The sky’s no limit at the Astronomical Society of Victoria

Tarantula Nebula by Astronomical Society of Victoria

The Astronomical Society of Victoria’s all-abilities telescope is making the cosmos more accessible.

“I think I said ‘wow’ about 30 times,” exclaimed Jesse Stout of the remarkable view made possible thanks to the hard work and ingenuity of a local club dedicated to inclusiveness.

“I just couldn’t believe what I was seeing with my own eyes,” Jesse says.Jesse Stout with telescope, Astronomical Society of Victoria

Jesse is talking about looking at a galaxy that NASA calls a “hotbed of star formation” – an area of space that’s especially dense with stars and with a ghostly looking gaseous mass hovering above, called the Tarantula Nebula. (Just like it’s possible to recognise forms in the clouds of our earthly sky, it’s also possible to find forms in the Magellanic Cloud of other galaxies, including the form of a giant spider).

“To actually see this thing that’s taken around 170,000 light years to get to me is just astonishing,” Jesse says. This powerful telescopic vision is made more remarkable by the fact that Jesse is looking through a purpose-built all-abilities telescope, unveiled recently as part of the Astronomical Society of Victoria’s Centenary celebrations.

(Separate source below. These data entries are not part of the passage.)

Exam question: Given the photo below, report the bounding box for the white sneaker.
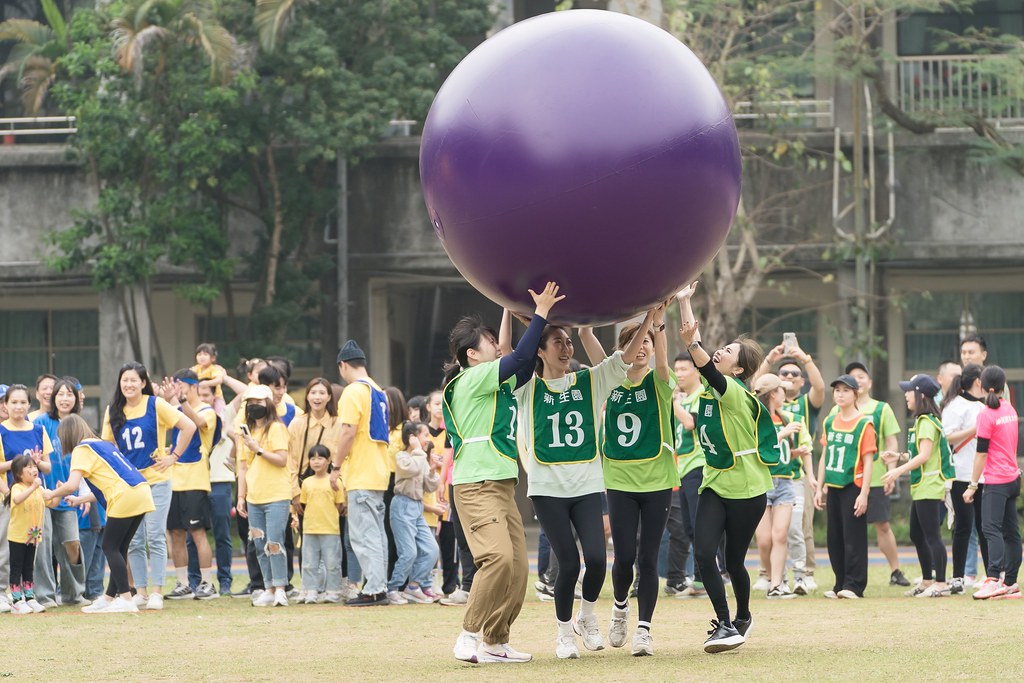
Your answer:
[440,588,470,606]
[26,598,45,613]
[145,594,164,611]
[322,591,342,603]
[793,577,809,596]
[573,613,604,651]
[403,586,435,604]
[252,590,275,607]
[752,575,771,592]
[83,596,112,613]
[631,628,654,656]
[101,596,140,613]
[453,630,480,662]
[302,590,318,604]
[132,593,148,608]
[555,633,579,659]
[476,642,532,663]
[341,583,360,600]
[387,590,409,605]
[273,588,289,607]
[609,605,629,648]
[0,599,10,614]
[803,576,818,591]
[13,600,33,615]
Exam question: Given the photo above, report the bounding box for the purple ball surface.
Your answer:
[420,9,741,326]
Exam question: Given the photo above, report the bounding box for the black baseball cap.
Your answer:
[830,374,860,392]
[844,361,869,375]
[898,374,941,398]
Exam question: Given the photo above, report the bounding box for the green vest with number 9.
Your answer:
[603,370,666,462]
[531,371,598,465]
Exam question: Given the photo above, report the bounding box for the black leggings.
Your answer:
[104,515,145,597]
[694,488,766,624]
[608,488,673,624]
[9,541,36,587]
[909,499,947,582]
[981,477,1022,584]
[531,493,607,622]
[950,480,988,578]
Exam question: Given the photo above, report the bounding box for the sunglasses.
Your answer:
[779,370,802,378]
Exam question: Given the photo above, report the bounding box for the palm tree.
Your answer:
[110,0,237,87]
[254,0,312,53]
[0,0,66,114]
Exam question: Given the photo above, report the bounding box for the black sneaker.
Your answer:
[733,616,753,639]
[890,569,911,587]
[166,582,195,600]
[231,585,259,599]
[629,585,639,598]
[193,581,218,600]
[346,592,389,607]
[950,577,964,595]
[704,619,745,654]
[664,581,689,596]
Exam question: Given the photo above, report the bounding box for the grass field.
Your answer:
[7,563,1024,682]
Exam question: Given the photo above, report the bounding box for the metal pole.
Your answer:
[337,156,349,345]
[852,4,868,355]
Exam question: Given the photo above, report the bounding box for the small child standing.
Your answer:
[388,422,441,605]
[193,343,227,415]
[6,454,54,614]
[299,445,346,603]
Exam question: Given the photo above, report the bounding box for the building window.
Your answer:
[0,310,100,386]
[904,291,1024,371]
[899,1,1024,56]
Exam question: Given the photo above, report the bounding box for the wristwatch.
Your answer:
[654,323,666,333]
[687,341,701,351]
[256,448,265,457]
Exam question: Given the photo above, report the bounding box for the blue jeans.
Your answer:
[342,517,362,584]
[302,534,342,593]
[187,483,235,592]
[128,479,172,592]
[388,495,440,592]
[247,500,290,588]
[347,490,388,594]
[79,527,107,599]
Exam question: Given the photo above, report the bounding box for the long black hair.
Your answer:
[4,454,35,506]
[940,363,983,412]
[443,315,498,386]
[535,325,571,376]
[981,365,1006,410]
[108,362,154,435]
[47,378,82,421]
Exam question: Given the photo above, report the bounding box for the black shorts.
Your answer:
[167,490,212,531]
[866,486,891,524]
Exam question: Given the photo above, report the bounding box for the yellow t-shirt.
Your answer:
[0,419,54,471]
[386,426,402,475]
[238,421,293,505]
[70,441,155,518]
[172,404,218,493]
[101,396,183,484]
[193,363,225,398]
[288,413,343,499]
[300,475,345,534]
[422,489,439,528]
[8,483,46,544]
[338,379,389,491]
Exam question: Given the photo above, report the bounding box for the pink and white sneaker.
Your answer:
[973,577,1008,600]
[992,583,1021,600]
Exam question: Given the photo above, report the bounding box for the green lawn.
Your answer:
[8,566,1022,682]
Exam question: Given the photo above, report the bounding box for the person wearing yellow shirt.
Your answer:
[6,454,56,614]
[163,370,220,602]
[298,445,346,603]
[236,384,294,608]
[331,340,391,607]
[101,362,196,611]
[49,414,156,614]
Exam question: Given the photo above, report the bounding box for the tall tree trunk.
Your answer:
[264,142,285,306]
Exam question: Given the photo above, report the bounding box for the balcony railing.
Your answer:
[733,99,834,127]
[0,116,77,141]
[897,54,1024,125]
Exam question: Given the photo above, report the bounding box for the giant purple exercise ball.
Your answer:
[419,9,741,326]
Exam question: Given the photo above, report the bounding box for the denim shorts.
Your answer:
[766,477,798,507]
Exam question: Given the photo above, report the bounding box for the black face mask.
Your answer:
[246,403,269,421]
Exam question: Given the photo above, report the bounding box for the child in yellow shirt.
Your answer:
[299,445,345,604]
[193,343,227,414]
[6,454,55,614]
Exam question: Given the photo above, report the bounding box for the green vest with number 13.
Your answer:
[531,371,598,465]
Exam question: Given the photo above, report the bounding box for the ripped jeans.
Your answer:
[246,500,290,589]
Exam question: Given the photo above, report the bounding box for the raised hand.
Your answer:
[679,319,701,346]
[528,281,565,319]
[676,281,698,301]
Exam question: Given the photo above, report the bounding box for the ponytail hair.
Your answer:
[732,336,765,384]
[535,325,570,376]
[980,365,1006,410]
[941,363,983,412]
[443,315,497,387]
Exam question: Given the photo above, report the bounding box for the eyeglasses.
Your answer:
[779,370,802,378]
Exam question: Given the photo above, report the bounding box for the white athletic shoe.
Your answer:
[0,598,10,614]
[302,590,318,604]
[12,600,33,615]
[837,589,860,599]
[387,590,409,605]
[752,575,771,592]
[145,594,164,610]
[476,642,532,663]
[100,596,140,613]
[573,613,604,651]
[453,631,480,662]
[803,576,818,592]
[631,628,654,656]
[252,590,275,607]
[403,586,435,604]
[273,588,289,607]
[440,588,470,606]
[555,633,580,659]
[26,598,46,613]
[609,605,629,648]
[132,593,148,608]
[83,596,112,613]
[322,591,342,603]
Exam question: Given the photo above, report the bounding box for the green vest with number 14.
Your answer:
[603,370,667,462]
[531,371,598,465]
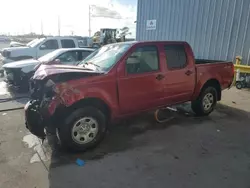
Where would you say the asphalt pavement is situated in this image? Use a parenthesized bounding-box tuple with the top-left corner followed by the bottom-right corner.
(0, 86, 250, 188)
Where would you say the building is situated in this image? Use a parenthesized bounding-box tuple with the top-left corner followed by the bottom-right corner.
(136, 0, 250, 65)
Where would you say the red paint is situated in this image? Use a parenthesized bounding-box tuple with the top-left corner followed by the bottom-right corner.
(45, 41, 234, 120)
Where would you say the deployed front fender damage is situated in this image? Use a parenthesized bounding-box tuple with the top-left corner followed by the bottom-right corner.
(46, 81, 84, 115)
(25, 81, 84, 139)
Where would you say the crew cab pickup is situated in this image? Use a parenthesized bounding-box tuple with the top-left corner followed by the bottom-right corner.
(24, 41, 234, 151)
(1, 36, 91, 64)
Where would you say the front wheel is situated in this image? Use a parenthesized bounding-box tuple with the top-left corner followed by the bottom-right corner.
(57, 106, 107, 151)
(191, 87, 217, 116)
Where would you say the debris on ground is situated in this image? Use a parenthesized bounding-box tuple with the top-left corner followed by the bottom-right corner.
(76, 158, 85, 166)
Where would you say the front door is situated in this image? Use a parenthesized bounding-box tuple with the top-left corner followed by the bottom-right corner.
(162, 44, 196, 104)
(118, 45, 165, 114)
(37, 39, 59, 58)
(56, 51, 78, 65)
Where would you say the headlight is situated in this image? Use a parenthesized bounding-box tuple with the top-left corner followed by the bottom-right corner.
(2, 50, 11, 58)
(44, 79, 56, 99)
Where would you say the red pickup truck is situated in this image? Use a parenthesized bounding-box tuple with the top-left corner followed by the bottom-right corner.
(25, 41, 234, 151)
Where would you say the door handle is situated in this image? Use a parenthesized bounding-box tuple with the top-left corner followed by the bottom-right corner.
(185, 70, 193, 76)
(156, 74, 165, 80)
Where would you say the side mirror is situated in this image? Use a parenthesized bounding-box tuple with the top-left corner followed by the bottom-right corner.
(54, 59, 61, 64)
(40, 44, 46, 49)
(47, 59, 61, 65)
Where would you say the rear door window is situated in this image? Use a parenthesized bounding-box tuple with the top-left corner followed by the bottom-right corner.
(61, 39, 76, 48)
(81, 50, 92, 60)
(164, 45, 187, 69)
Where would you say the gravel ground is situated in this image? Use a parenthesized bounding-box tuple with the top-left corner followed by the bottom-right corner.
(0, 87, 250, 188)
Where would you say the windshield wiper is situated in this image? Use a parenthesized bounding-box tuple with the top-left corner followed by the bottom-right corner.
(86, 62, 101, 68)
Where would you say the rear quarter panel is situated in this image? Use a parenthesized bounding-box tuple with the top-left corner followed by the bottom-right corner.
(192, 62, 234, 100)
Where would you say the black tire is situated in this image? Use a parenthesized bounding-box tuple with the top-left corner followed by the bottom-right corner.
(235, 82, 242, 90)
(191, 87, 217, 116)
(58, 106, 107, 151)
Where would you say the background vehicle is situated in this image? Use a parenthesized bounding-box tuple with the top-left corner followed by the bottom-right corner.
(25, 41, 234, 151)
(235, 73, 250, 89)
(9, 41, 26, 47)
(2, 48, 95, 89)
(1, 36, 92, 64)
(92, 27, 132, 47)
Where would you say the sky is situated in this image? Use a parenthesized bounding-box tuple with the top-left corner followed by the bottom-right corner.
(0, 0, 137, 37)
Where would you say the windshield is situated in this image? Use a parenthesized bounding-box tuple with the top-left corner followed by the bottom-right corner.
(38, 49, 62, 62)
(28, 38, 45, 48)
(79, 43, 132, 71)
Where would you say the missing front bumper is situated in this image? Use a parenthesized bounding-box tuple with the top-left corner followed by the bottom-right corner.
(24, 100, 46, 139)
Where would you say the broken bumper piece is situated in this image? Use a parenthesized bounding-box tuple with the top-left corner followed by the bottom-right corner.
(24, 100, 48, 139)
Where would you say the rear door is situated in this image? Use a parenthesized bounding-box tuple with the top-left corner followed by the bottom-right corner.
(60, 39, 76, 48)
(162, 44, 196, 104)
(118, 44, 165, 114)
(80, 50, 93, 60)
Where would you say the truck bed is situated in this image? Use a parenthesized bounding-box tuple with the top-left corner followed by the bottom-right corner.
(195, 59, 234, 91)
(195, 59, 225, 64)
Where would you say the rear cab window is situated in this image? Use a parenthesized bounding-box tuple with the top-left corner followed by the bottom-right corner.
(126, 45, 159, 74)
(164, 44, 187, 69)
(61, 39, 76, 48)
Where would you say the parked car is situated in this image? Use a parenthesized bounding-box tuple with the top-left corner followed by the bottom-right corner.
(24, 41, 234, 151)
(1, 36, 91, 64)
(2, 48, 95, 89)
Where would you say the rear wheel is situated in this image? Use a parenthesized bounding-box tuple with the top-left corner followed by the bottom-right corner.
(57, 106, 107, 151)
(191, 87, 217, 116)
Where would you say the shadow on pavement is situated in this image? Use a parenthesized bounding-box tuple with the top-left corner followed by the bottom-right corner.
(46, 103, 250, 188)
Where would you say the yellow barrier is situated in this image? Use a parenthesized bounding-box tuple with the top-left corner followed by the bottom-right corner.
(232, 56, 250, 86)
(234, 56, 250, 74)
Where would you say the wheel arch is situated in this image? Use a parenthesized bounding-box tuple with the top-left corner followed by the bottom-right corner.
(53, 97, 111, 126)
(200, 79, 221, 101)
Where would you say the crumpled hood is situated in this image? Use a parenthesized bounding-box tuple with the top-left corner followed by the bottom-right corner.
(33, 64, 103, 80)
(2, 59, 39, 68)
(3, 46, 35, 58)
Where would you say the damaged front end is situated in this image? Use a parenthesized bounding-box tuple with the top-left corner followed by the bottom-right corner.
(24, 64, 103, 139)
(25, 79, 58, 139)
(24, 80, 55, 139)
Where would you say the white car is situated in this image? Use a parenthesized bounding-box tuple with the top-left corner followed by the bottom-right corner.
(1, 36, 92, 64)
(2, 48, 95, 88)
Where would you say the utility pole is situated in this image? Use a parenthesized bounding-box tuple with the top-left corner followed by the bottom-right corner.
(58, 16, 61, 36)
(30, 23, 32, 34)
(41, 20, 44, 35)
(89, 5, 91, 37)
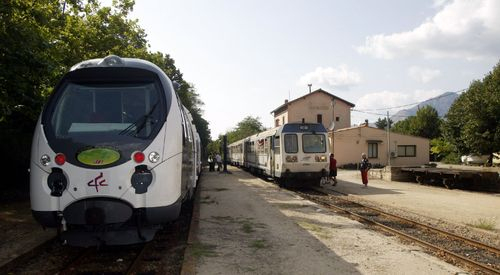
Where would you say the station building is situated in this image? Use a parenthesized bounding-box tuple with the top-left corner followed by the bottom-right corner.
(270, 89, 430, 167)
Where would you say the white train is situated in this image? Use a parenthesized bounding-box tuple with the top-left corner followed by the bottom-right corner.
(228, 123, 330, 186)
(30, 55, 199, 246)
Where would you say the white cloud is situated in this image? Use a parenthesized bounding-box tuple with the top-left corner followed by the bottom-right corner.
(298, 65, 361, 90)
(408, 66, 441, 83)
(357, 0, 500, 60)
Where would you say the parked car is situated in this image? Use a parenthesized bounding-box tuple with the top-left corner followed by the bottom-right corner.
(461, 154, 489, 165)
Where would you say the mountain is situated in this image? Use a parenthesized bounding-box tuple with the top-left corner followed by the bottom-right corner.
(391, 91, 460, 123)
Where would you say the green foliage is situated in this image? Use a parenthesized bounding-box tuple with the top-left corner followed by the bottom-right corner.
(392, 106, 441, 139)
(227, 116, 265, 144)
(207, 116, 265, 157)
(0, 0, 210, 190)
(442, 61, 500, 155)
(374, 117, 393, 129)
(430, 138, 456, 161)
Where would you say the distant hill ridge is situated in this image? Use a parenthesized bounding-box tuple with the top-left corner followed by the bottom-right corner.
(390, 91, 460, 123)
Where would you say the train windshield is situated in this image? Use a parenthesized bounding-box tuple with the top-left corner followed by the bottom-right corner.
(50, 82, 162, 139)
(302, 134, 326, 153)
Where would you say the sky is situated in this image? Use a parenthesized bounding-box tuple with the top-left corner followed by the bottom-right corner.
(110, 0, 499, 138)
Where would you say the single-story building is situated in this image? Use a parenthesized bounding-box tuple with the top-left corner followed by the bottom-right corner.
(333, 124, 430, 167)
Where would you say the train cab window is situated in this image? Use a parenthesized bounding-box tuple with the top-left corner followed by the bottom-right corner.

The Astronomical Society of Victoria (ASV) is an amateur astronomy club, founded in 1922, with some 1700 members. It runs a range of programs from its two sites promoting STEM and the study of the universe beyond our Earth’s atmosphere.

Built by the ASV and situated at its Leon Mow Dark Sky Site – about an hour north of Melbourne and free from light pollution – the new telescope makes it possible for people of all abilities to view distant galaxies, planets, stars and nebulae.

Traditional telescopes of this size require the user to climb a ladder, to stand and swivel as objects track across the sky.

“Having my impairments,” says Jesse, “it just wouldn’t be possible.”

Jesse is 27 years old and lives with a spinal injury. “I use a walking stick to get around. I struggle to sit down and get up.”

“From my hospital bed, after my second major back surgery, I saw the moon through the window,” says Jesse. “I’d always been into astronomy and astrophysics. I was thinking about how all my old hobbies were obsolete. I felt pretty lost, not knowing what I wanted to do and who I wanted to be.”

Chris Rudge, President of the Astronomical Society of Victoria, says “when Jesse contacted the Society while he was in hospital, and he asked us what a suitable telescope for him was to be able to use, we realised we didn’t have the appropriate equipment to make it easier for him to carry out his passion.”

With a $50,000 grant provided by the Victorian Government, through its Stronger Regional Communities Program, the ASV designed and built the all-abilities telescope. Resembling an enormous canon, fixed into concrete and housed in a retractable roof shed, this is no ordinary telescope.

“The main thing about this telescope is that the eyepiece remains at one constant height no matter what elevation we have our telescope at,” says Chris. The sophisticated state-of-the-art telescope, with a specially ground mirror, automatically tracks objects across the sky.

“I am so much happier since joining the ASV,” says Jesse. “I think I learnt more that night than in months of reading different books.”

“The next thing I want to see is Saturn, for its rings,” says Jesse. “Saturn is the one planet every kid knows how to draw. I encourage others with mobility issues to try astronomy. This telescope has opened up a whole new world for me.”